A licitação visa contratar uma empresa para a construção de via permanente e do sistema de terceiro trilho da expansão da linha 2-Verde do sistema, entre a estação Alto do Ipiranga até Vila Prudente. A concorrência prevê também o pátio de manutenção e estacionamento Tamanduateí, e respectivas vias de acesso.

A antecipação mostra que a concorrência pode ter sido direcionada e pode ter beneficiado o consórcio liderado pela Camargo Corrêa, que apresentou a melhor proposta, segundo avaliação da Comissão de Licitações do Metrô. Procurada pela Folha Online, a empresa se recusou a falar sobre o assunto.

"Tinham três empresas. Se você prever que três podem, de maneira diferente, que uma das três vai ganhar, a probabilidade de acertar é muito grande", disse Serra.

Documentos aos quais a reportagem da Folha Online teve acesso mostram que o parecer técnico feito pela Ieme foi juntado ao processo no dia 7 de agosto. No mesmo dia, a Galvão/Engevix e Carioca/Convap/Sutelpa retiraram uma cópia. Um dia depois, dia 8 de agosto, foi a vez da Tejofran/Somafel/SPA, e no dia 11 de agosto, a Consbem/Iesa.

O diretor de assuntos corporativos do Metrô considera "coincidência" o fato de a Ieme Brasil ser a mesma empresa que forneceu o projeto básico ao Metrô. "O que que a Camargo fez foi colocar um contraponto. E quis reforçar isso. Podia pegar do IPT, poderia pegar de não sei quem e não sei de onde...", diz.

Ele alega que toda a análise seguiu critérios técnicos, definidos no edital. Ele cita a lei 8666/93, a Lei de Licitações. Segundo ele, a lei 8666/93 informa não ser possível que uma empresa que participou do projeto básico faça a execução do serviço.

Essa tese não é corroborada por especialistas.

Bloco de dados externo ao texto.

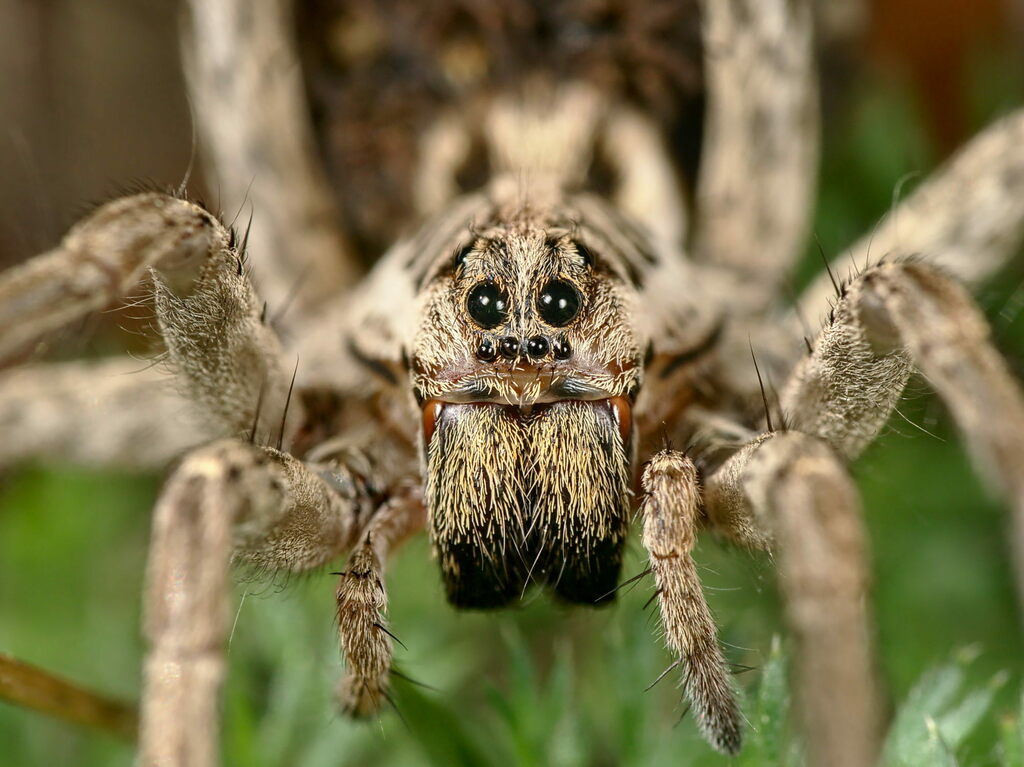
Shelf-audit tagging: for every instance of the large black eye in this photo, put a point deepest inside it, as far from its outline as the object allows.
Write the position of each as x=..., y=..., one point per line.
x=487, y=304
x=558, y=303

"A Ieme fez o projeto básico do Metrô. Se, além de projetista, ela fosse montadora mesmo que de uma parte do serviço e fizesse uma proposta para o Metrô, ela seria inabilitada. Essa é a forma mais fácil de inabilitar alguém", afirmou.

Projeto básico

A Ieme Brasil foi contratada em 23 de julho de 2007 por R$ 187 mil para elaborar o projeto básico.

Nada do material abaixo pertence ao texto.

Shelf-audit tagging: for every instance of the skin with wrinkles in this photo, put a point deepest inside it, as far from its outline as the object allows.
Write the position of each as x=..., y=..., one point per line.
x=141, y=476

O projeto básico produzido por ela especificou o conjunto de normas e especificações da via permanente e do sistema do terceiro trilho da expansão da linha 2-Verde entre Alto do Ipiranga e Vila Prudente. Esse trabalho definiu de forma geral o que seria feito para que os trens pudessem rodar na via, já aberta. O estudo definiu ainda como o pátio de manutenção e estacionamento Tamanduateí e as vias de acesso deveriam ser feitas.

Essas informações formaram os pilares do novo certame, que trouxe as minúcias os critérios técnicos que as empresas deveriam obedecer --desde comprovar que já haviam feito esse tipo de trabalho, inclusive comprovando com documentos, até qual tecnologia e materiais deveriam ser empregados, além quantidade do que será fornecido.

Empresas

Todas as empresas que compõem os consórcios inabilitados estão sendo procuradas desde a tarde de quinta-feira (29) mas não houve resposta aos pedidos de entrevista e informações até esta sexta-feira.